Patients with high Lp(a) levels but no other significant risk factors can appear to be very healthy, noted Dr. Berman, who led a review of Lp(a)'s role in cardiovascular disease in the September 2019 Current Opinion in Cardiology. Knowing that they have this added risk factor can trigger a discussion about risk-lowering strategies, he said, including stressing the importance of lifestyle modifications. In addition to lipid-lowering therapy, physicians should also more strongly consider aspirin therapy in patients who have elevated Lp(a) levels.
“Elevated Lp(a) could strengthen the argument for prescribing a statin to a patient with overall borderline cardiovascular risk,” he said. “It can also tip the scales to intervene early in patients with a family history of premature atherosclerotic heart disease.”
New treatments on the horizon
Recent studies have uncovered new information about Lp(a)'s role in heart disease, which is helping to inform development of novel therapies. In one study, published in the March 19, 2019, Circulation, investigators looked at associations between Lp(a) levels and first myocardial infarctions in thousands of patients across seven ethnicities.

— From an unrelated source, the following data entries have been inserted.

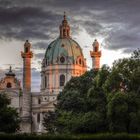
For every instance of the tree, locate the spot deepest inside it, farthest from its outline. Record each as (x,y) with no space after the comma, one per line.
(9,119)
(123,113)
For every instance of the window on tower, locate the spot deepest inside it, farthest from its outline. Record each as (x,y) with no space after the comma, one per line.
(45,81)
(26,49)
(62,80)
(9,85)
(38,117)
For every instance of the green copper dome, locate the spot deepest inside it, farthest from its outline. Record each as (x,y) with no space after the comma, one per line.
(63,50)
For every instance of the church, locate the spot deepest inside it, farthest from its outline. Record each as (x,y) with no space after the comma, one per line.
(63,59)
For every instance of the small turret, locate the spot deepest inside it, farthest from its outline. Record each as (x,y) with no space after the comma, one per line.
(95,55)
(64,28)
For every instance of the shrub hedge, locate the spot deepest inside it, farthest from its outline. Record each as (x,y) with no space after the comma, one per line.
(109,136)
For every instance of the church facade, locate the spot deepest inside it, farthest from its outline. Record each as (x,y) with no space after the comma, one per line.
(63,59)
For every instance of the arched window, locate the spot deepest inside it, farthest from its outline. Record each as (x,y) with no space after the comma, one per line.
(39,101)
(62,80)
(45,81)
(80,61)
(62,59)
(9,85)
(38,117)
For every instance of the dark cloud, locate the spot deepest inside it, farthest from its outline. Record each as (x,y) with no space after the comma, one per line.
(39,20)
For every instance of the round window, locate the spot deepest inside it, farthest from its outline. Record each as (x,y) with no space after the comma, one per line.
(62,59)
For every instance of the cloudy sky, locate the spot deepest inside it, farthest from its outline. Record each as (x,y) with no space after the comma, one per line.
(114,23)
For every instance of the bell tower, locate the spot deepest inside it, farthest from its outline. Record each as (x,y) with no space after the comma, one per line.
(64,28)
(95,55)
(26,124)
(27,55)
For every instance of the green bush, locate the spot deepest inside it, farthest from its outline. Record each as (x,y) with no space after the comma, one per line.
(107,136)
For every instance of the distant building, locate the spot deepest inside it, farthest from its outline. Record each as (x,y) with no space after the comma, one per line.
(63,59)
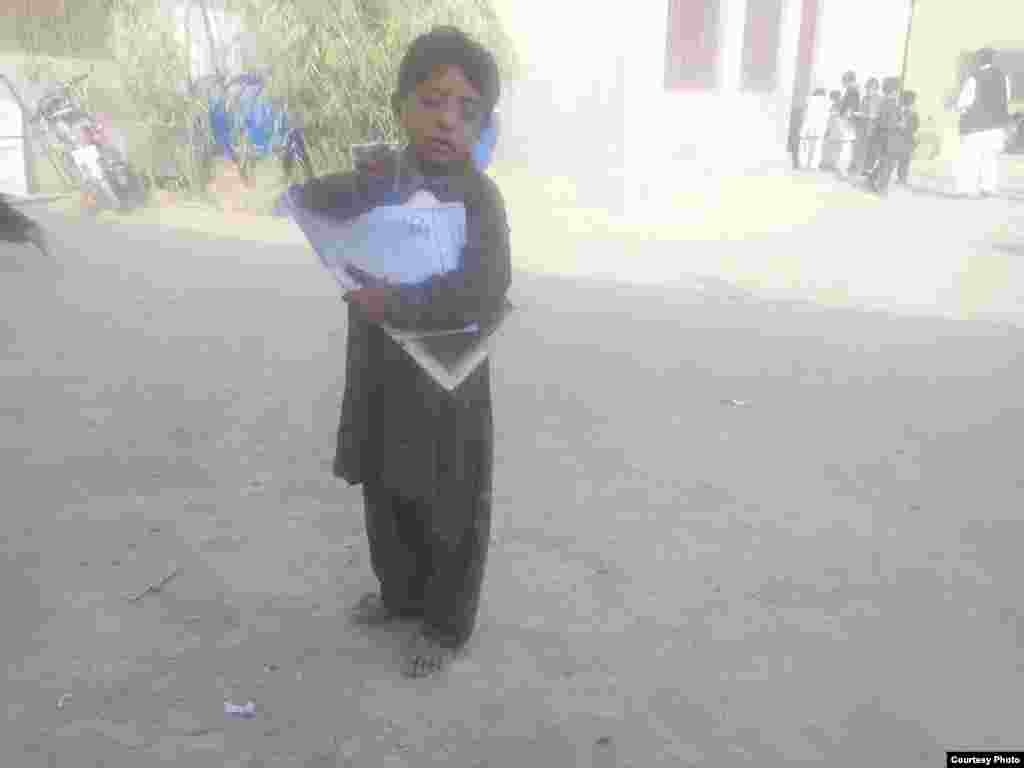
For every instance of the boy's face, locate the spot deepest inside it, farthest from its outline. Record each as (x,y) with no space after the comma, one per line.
(442,118)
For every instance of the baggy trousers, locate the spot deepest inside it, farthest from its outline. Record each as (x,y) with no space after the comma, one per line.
(423,576)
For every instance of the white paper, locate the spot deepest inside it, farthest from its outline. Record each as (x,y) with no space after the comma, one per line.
(400,244)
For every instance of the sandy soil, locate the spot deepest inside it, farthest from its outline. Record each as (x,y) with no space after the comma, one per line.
(820,574)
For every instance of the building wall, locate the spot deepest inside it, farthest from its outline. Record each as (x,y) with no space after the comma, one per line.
(941,33)
(867,37)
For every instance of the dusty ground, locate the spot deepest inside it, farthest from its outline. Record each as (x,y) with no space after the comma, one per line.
(822,574)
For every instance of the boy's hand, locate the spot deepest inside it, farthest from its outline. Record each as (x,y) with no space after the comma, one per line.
(375,301)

The study confirmed an association between having an Lp(a) level of 50 mg/dL or more and experiencing a first myocardial infarction. Although levels were higher among Africans than other ethnic groups, Lp(a) was found to be a risk factor regardless of ethnicity.

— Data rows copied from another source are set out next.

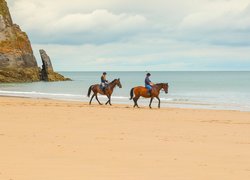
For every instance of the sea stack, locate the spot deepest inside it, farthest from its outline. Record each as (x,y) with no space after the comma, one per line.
(47,72)
(17,62)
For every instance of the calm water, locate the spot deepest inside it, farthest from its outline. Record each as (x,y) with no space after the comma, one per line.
(207,90)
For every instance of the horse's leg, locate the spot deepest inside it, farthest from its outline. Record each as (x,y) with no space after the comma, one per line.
(151,102)
(91,99)
(135,101)
(110,101)
(107,101)
(159,104)
(97,99)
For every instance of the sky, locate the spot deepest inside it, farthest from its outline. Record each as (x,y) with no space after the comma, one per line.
(129,35)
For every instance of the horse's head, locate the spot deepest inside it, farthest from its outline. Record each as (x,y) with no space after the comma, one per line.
(118,83)
(165,87)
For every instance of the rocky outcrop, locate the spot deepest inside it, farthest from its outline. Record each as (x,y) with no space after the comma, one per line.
(17,62)
(47,72)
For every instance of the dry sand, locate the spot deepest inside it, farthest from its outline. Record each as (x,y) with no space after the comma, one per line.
(53,140)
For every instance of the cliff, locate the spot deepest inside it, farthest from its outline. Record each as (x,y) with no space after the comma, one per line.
(17,61)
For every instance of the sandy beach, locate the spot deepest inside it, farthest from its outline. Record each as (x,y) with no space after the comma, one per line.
(56,140)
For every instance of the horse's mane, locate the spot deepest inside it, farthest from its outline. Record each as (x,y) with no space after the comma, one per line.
(113,81)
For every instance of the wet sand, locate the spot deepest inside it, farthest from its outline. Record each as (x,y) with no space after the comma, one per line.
(56,140)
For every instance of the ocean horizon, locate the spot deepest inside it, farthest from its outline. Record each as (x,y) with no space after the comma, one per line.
(221,90)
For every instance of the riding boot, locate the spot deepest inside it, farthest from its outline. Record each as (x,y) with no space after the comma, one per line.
(150,92)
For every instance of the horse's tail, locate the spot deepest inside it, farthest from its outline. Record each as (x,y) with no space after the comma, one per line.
(131,93)
(89,92)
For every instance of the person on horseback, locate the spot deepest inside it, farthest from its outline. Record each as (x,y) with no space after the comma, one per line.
(148,83)
(104,81)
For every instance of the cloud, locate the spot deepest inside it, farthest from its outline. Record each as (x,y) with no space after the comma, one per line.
(97,26)
(138,35)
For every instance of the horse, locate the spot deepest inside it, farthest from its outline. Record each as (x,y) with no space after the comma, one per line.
(142,91)
(108,91)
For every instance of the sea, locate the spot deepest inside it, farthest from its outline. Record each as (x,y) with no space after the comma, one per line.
(218,90)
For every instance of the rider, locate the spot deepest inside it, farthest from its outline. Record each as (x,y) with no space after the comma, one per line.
(104,81)
(148,83)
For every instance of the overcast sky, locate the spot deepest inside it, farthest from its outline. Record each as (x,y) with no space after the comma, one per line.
(138,35)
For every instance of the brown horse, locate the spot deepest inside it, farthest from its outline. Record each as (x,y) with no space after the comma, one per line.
(142,91)
(108,91)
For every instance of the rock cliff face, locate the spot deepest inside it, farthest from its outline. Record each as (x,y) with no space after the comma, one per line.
(17,61)
(47,72)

A second industry-funded study, published in the same issue, pointed to PCSK9 as a potential therapy. The study found that the PCSK9 inhibitor evolocumab, which is known to effectively lower LDL cholesterol levels, significantly reduced Lp(a) levels when combined with statin therapy in patients with higher baseline levels and established atherosclerotic cardiovascular disease.
Antisense agents, which inhibit production of Lp(a), also show promise as future therapies. Results from a phase 2 industry-funded trial of the antisense agent APO(a)-LRx, published in the Jan. 16 New England Journal of Medicine, reported reductions ranging from 35% to 80% in patients with elevated baseline levels of Lp(a) and established cardiovascular disease.
The potential for new therapies to be approved over the next several years is another reason for internists to start taking Lp(a) seriously, said Dr. Sperling.
“Out of the many things we can measure today, Lp(a) is one of the more important cardiovascular risk-enhancing factors for internists to be aware of,” he said. “The evidence supports measuring it in high-risk subgroups and, if we detect it early, we can raise awareness and be more aggressive about heart disease prevention at a younger age.”